Drug Enforcement Administration training documents released to MuckRock user C.J. Ciaramella show how the agency constructs two chains of evidence to hide surveillance programs from defense teams, prosecutors, and a public wary of domestic intelligence practices.
In training materials, the department even encourages a willful ignorance by field agents to minimize the risk of making intelligence practices public.
The DEA practices mirror a common dilemma among domestic law enforcement agencies: Analysts have access to unprecedented streams of classified information that might prove useful to investigators, but entering classified evidence in court risks disclosing those sensitive surveillance methods to the world, which could either end up halting the program due to public outcry or undermining their usefulness through greater awareness.
An undated slide deck released by the DEA to fleshes out the issue more graphically: When military and intelligence agencies “find Bin Laden's satellite phone and then pin point [sic] his location, they don't have to go to a court to get permission to put a missile up his nose." Law enforcement agencies, on the other hand, “must be able to take our information to court and prove to a jury that our bad guy did the bad things we say he did.”
The trainer’s notes continue, “In the old days, classified material was poison. In some ways, it still is… because if treated incorrectly, it can screw up your investigation."
A tactic known as “parallel construction” allows law enforcement to capitalize on intelligence information while obscuring sensitive sources and surveillance methods from the prosecution, defense and jury alike. DEA training documents suggest this method of reconstructing evidence chains is widely taught and deployed.
Last August, Reuters first reported on the practice of parallel construction by the DEA’s Special Operations Division (SOD), a secretive unit that includes representatives from the FBI, CIA and NSA. Slides obtained by Reuters defined the method as "the use of normal investigative techniques to recreate the information provided by SOD." But documents released to Ciaramella indicate that DEA trainers routinely teach the finer points of parallel construction to field agents and analysts across the country, not just within SOD.
The bulk of the release comprises eight versions of a training module, “Handling Sensitive Information.” Per lesson cover sheets, the module was created in 2007 for inclusion in entry-level analyst training programs, as well as for workshops at DEA field offices. The most recent dated revision in the release is from May 2012:
The module puts the issue of using sensitive intelligence in law enforcement a bit more delicately. Per the 2012 lesson plan, the main problem with combining intelligence collection with law enforcement investigations “is the high potential for disclosure of these sensitive sources of information in our open, public trial system.”

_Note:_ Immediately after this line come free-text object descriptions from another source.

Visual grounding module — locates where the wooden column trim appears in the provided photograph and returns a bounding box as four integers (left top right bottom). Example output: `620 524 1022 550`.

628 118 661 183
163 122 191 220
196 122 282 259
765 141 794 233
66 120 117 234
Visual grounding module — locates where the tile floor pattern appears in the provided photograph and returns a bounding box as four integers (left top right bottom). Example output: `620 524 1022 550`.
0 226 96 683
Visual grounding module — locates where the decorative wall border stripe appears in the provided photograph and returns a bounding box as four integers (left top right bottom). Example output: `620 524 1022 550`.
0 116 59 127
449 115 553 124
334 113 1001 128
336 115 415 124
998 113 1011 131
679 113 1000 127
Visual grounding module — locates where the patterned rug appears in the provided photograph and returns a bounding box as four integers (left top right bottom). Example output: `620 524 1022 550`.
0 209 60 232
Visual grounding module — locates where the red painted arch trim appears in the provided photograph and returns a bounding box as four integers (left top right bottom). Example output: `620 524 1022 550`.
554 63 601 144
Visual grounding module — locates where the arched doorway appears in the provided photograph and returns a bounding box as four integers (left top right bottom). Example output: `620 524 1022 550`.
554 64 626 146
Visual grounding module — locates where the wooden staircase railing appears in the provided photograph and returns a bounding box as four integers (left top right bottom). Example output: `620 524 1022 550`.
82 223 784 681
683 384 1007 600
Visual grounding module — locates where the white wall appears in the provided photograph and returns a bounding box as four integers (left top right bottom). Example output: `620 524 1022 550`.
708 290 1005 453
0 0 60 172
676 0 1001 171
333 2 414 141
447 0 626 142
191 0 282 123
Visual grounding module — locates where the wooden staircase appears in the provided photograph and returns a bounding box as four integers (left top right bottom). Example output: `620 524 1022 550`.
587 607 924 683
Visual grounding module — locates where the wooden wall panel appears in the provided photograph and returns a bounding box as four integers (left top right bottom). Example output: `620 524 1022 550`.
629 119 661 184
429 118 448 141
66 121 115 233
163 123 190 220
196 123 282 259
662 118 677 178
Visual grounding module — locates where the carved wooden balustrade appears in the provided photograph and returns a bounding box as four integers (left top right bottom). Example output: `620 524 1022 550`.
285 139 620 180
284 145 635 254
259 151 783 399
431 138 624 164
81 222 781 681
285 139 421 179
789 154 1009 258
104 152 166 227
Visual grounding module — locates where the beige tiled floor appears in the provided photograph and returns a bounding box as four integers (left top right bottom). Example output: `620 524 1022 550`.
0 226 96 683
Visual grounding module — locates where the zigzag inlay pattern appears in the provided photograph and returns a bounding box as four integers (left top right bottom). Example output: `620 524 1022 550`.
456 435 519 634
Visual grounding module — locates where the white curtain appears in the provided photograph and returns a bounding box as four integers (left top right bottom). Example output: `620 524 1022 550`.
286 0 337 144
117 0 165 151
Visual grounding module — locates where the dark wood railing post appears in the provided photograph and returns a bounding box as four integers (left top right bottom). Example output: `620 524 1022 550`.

In addition to potential national security risks of exposing classified information and constitutional quandaries, an earlier version of the module highlights another issue with introducing sensitive or clandestine evidence into domestic trials: “Americans don’t like it.”
The instructor’s notes from the same revision clarify the public pushback rationale.
Given the “fish bowl” nature of law enforcement work, DEA Academy graduates are guided to only use techniques “which are acceptable to our citizens.”
Controversy notwithstanding, parallel construction apparently makes the DEA’s list of such palatable techniques. The modules make clear that the idea is to shape evidence chains so that neither the prosecution nor the defense are to be made aware of classified information, if it can be helped.
When the court is made aware of classified evidence, a wholly separate—if unfortunately named—squad of prosecutors called the Taint Review Team will consult with the judge to determine which evidence must be turned over to the defense.
As described in the released portions of the module, parallel construction simply entails splitting the prosecutorial labor, with a Taint Review Team tackling pre-trial review so the trial prosecutor encounters as little classified evidence as possible.
But the released training modules provide no guidance on key issues noted in documents obtained by Reuters last August. In particular, the SOD slides barred agents from disclosing classified sources on affidavits or in courtroom testimony. Under this strain of parallel construction, the court would never know the classified origins of an investigation.
"You'd be told only, ‘Be at a certain truck stop at a certain time and look for a certain vehicle.' And so we'd alert the state police to find an excuse to stop that vehicle, and then have a drug dog search it," as one former federal agent described the process to Reuters.
While there are no direct references to protocols of this kind, three additional slide decks released to Ciaramella cover traffic stops and drug dog sniffs extensively. These presentations are heavily redacted, but released portions address the advantages of pairing “tip information” and “vertical information transfers” with routine traffic stops as a pretext for making an arrest.
This same presentation offers guidance to officers wondering whether they should lie under oath rather than reveal that information came from a classified source.
DEA trainers advise officers in this position to let the prosecutor know “so that he or she can proactively address any issues” with the evidence in question, regardless of “where the information came from.”
The unprecedented window these training documents give into the parallel construction method still leaves many questions unanswered, especially when it comes to logistics and legal justifications. What could not be clearer, though, is the DEA’s stance that law enforcement must vigilantly protect intelligence resources by all possible means.